The cartoon showed President Jacob Zuma unbuckling his pants and preparing to rape a blindfolded Lady Justice figure while his supporters cheered him on.

It was a critique of Mr. Zuma's alleged interference with the justice system after he was charged with corruption, but it was attacked as racist and disrespectful, and an outraged Mr. Zuma filed suit against the cartoonist, Jonathan Shapiro (known as Zapiro), demanding an apology and $580,000 in damages.

But it was revealed on Sunday, on the eve of the scheduled trial, that Mr. Zuma had suddenly abandoned the four-year legal battle and agreed to pay half of the legal costs of the newspaper that published the cartoon. His spokesman said Mr. Zuma didn't want to limit "the public exercise of free speech."

The dramatic turn of events is being hailed as a major victory for freedom of speech in South Africa, which had been under assault when the ANC forced an art gallery to remove "The Spear" – a satirical painting that showed Mr. Zuma with his genitals exposed.

But the decision to abandon the lawsuit is fuelling a new controversy: the rising cost of Mr. Zuma's legal bills. Just last week, the government agreed to spend an extra $2.3-million on Mr. Zuma's legal costs, covering a wide variety of lawsuits and legal battles. It gave no breakdown of the expenses for different cases, but it is presumed to include the "Lady Justice" legal costs.

Mr. Zuma, who was acquitted of a rape charge in 2006, continues to insist that the "Lady Justice" cartoon was hurtful and wrong. The cartoonist "wanted to perpetrate an image of the President as a sexual deviant" and showed deep prejudice about "African males and sexual mores," his office said on Sunday. It added that that Mr. Zuma "would like to avoid setting a legal precedent that may have the effect of limiting the public exercise of free speech." And it said a legal battle would be "an unnecessary diversion" in the current economic climate.

Mr. Zuma has been embroiled in many court cases lately, including the "Spear" case and a long-running battle over the wiretapped audio recordings that played a mysterious role in prosecutors' decision to drop corruption charges against Mr. Zuma in 2009, just days before he won election as president.

Even after abandoning the "Lady Justice" case, Mr. Zuma is still pursuing 12 further lawsuits against local and international media, including two lawsuits over other Shapiro cartoons.

Mr. Shapiro, the best-known cartoonist in South Africa, was quick to declare victory on Sunday, saying that he was vindicated and Mr. Zuma had "capitulated." In the Sunday Times, the same newspaper that published the original cartoon in 2008, he celebrated victory with a sketch portraying himself and Lady Justice pinning Mr. Zuma to the ground. Waving a copy of the original, he is shown asking the president: "Are we done here?"
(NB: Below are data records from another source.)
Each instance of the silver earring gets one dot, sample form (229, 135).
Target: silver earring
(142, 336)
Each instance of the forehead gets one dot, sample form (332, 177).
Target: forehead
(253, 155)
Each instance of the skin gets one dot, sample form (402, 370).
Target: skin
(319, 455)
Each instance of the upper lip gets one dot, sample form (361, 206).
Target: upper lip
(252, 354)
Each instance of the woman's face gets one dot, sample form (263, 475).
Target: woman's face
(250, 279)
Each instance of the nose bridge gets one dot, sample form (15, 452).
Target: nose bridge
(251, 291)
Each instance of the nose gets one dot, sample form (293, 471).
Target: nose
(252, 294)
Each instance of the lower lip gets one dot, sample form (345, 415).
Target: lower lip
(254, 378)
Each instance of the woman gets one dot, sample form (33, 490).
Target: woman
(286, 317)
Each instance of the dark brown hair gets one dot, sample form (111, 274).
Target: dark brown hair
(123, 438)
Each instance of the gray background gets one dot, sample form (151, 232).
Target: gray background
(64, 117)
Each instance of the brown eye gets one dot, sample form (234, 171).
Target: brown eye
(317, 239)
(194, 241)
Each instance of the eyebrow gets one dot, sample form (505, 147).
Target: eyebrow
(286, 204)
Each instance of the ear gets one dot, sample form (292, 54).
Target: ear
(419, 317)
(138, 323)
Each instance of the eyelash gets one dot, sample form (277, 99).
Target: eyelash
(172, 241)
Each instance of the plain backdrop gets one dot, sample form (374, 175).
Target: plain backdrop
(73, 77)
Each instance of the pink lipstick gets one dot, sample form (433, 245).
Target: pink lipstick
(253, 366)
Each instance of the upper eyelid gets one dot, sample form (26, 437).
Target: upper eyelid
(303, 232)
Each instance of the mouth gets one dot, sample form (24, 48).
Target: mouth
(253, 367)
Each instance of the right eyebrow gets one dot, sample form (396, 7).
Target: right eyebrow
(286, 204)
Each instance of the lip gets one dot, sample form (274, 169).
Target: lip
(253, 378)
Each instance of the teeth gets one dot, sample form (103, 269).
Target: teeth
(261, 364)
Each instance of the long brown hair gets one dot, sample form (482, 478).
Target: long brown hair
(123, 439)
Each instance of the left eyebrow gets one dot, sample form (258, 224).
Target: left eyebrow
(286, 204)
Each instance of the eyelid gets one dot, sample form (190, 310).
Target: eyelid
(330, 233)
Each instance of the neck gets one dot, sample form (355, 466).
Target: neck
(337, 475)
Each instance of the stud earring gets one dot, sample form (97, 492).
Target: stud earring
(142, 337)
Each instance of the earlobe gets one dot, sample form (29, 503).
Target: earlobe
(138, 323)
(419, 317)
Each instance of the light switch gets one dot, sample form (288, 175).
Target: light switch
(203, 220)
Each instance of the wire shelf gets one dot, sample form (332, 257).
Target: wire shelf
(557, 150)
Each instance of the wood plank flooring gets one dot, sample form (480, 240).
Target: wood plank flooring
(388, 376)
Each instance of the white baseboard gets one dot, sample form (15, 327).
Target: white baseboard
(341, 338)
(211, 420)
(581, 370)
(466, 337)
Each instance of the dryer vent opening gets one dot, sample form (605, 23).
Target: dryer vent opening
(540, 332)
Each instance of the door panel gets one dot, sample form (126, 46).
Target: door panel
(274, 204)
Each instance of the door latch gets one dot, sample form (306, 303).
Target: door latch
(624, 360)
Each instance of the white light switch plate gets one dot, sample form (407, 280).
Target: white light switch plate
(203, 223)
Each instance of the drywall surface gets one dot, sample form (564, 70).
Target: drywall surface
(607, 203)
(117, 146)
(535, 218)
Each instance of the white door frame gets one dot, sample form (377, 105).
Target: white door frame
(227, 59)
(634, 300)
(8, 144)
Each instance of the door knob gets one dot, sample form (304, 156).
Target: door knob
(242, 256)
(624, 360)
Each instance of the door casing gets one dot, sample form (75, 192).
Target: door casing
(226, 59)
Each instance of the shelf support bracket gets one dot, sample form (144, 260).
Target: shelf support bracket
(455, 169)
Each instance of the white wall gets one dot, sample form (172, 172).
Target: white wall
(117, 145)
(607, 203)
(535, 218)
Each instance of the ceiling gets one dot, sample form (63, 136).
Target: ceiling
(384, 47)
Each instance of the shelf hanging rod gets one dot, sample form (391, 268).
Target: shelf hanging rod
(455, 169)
Mr. Shapiro said he would have liked the case to go to trial because he was certain of winning. "Everything that the cartoon depicted, like Zuma bullying the justice system, has come true," he told the Sunday Times.

"We are extremely happy with this outcome, but a lot of time and taxpayer money has been wasted on an ill-considered effort to curtail free expression," added Ray Hartley, the newspaper's editor.

Mr. Shapiro is a long-time ANC supporter and anti-apartheid activist who sometimes had his cartoons banned by the apartheid regime and was even briefly jailed. He has said that the current pressures against the media are not nearly as bad as they were during apartheid, but have worsened in recent years.